La plataforma Macroplanta Biogás na Limia cerró este jueves 8 de enero el registro de más de 3.400 alegaciones contra el proyecto de macroplanta de biogás promovido por ENCE en Xunqueira de Ambía. Una cifra contundente que refleja el rechazo social a una instalación de grandes dimensiones en el corazón de A Limia.
El número de escritos triplica las alegaciones presentadas en noviembre, cuando la Xunta se vio obligada a cancelar la primera tramitación del proyecto al detectar errores en la documentación aportada por la promotora.
Durante cinco semanas, la plataforma desplegó una intensa campaña informativa: mesas en ferias y mercados, charlas vecinales, difusión en redes sociales y 31 puntos de recogida de alegaciones repartidos por Xunqueira de Ambía, Sandiás, Allariz, Xinzo, Maceda, Vilar de Santos, Vilar de Barrio, Celanova y Ourense. El resultado, aseguran, deja clara la preocupación creciente de la ciudadanía ante una macroindustria de este calibre.
Entre los principales impactos señalados figuran los riesgos de vertidos de residuos líquidos (dixestato), cuya gestión no queda clara en el proyecto, la afección ambiental de una planta situada junto a la zona ZEPA de A Limia, las emisiones de olores que podrían alcanzar más de cinco kilómetros y la amenaza para la salud humana en una zona con numerosos núcleos de población. Todo ello, subrayan, responde a un interés puramente lucrativo, vinculado a la cercanía del gasoducto.

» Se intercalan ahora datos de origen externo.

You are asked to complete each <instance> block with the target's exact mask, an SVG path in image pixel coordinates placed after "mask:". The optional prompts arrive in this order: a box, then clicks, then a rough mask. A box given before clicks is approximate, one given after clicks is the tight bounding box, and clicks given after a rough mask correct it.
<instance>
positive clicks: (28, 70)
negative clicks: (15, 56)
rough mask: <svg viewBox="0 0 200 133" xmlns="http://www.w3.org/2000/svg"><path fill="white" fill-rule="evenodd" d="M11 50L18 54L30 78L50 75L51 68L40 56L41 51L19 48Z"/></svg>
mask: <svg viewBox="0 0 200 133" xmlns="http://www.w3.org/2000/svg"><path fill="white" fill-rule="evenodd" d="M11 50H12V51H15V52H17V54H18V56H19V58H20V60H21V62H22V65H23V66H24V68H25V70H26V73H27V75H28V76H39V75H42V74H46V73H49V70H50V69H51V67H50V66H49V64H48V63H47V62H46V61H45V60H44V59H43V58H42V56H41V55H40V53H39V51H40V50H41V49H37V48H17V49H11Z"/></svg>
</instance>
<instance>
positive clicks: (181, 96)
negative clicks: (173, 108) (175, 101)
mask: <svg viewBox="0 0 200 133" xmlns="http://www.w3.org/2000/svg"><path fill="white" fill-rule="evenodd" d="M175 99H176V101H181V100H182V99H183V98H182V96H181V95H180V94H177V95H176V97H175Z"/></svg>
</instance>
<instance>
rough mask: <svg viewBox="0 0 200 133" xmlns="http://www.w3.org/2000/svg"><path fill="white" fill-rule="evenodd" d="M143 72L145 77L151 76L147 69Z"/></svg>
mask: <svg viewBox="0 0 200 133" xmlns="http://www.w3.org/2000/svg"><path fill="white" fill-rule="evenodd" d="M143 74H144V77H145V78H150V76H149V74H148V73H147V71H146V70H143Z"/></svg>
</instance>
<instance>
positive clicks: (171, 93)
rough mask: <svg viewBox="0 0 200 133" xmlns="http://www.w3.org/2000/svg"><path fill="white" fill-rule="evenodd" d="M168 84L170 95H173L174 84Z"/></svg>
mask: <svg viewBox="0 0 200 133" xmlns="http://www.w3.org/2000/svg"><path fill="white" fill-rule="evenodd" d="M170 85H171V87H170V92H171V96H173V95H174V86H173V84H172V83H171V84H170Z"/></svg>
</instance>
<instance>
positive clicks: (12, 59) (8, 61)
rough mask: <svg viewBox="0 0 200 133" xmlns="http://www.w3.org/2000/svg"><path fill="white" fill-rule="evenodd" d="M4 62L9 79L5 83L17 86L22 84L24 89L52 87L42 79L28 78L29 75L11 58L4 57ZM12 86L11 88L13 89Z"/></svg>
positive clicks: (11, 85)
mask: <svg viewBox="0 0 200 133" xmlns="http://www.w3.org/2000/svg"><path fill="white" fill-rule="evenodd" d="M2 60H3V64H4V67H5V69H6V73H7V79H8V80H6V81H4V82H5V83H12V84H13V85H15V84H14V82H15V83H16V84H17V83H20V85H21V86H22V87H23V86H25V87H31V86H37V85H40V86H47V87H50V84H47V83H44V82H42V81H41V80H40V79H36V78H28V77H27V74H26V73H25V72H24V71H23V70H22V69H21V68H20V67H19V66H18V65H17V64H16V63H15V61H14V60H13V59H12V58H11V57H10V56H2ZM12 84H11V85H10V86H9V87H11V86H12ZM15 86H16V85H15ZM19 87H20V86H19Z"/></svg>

La oposición al proyecto es amplia y diversa. Vecinas y vecinos de la zona, colectivos ecologistas, personas del sector agrario, asociaciones sociales y representantes políticos se han sumado a un rechazo que trasciende el ámbito local.
También los ayuntamientos más afectados han reaccionado. Allariz, Sandiás y Xunqueira de Ambía presentaron alegaciones, y desde el BNG de Xunqueira se solicitó la convocatoria urgente de un pleno extraordinario para abordar el asunto.
Concluido el período de participación pública, el proyecto entra ahora en una fase de evaluación técnica por parte de la Xunta, un proceso sin acceso público en el que se decidirá si ENCE recibe o no los permisos necesarios. Mientras tanto, la plataforma anuncia nuevas acciones de presión ante las distintas administraciones, incluida la Confederación Hidrográfica Miño-Sil, clave por el impacto potencial sobre unas aguas de A Limia ya muy castigadas.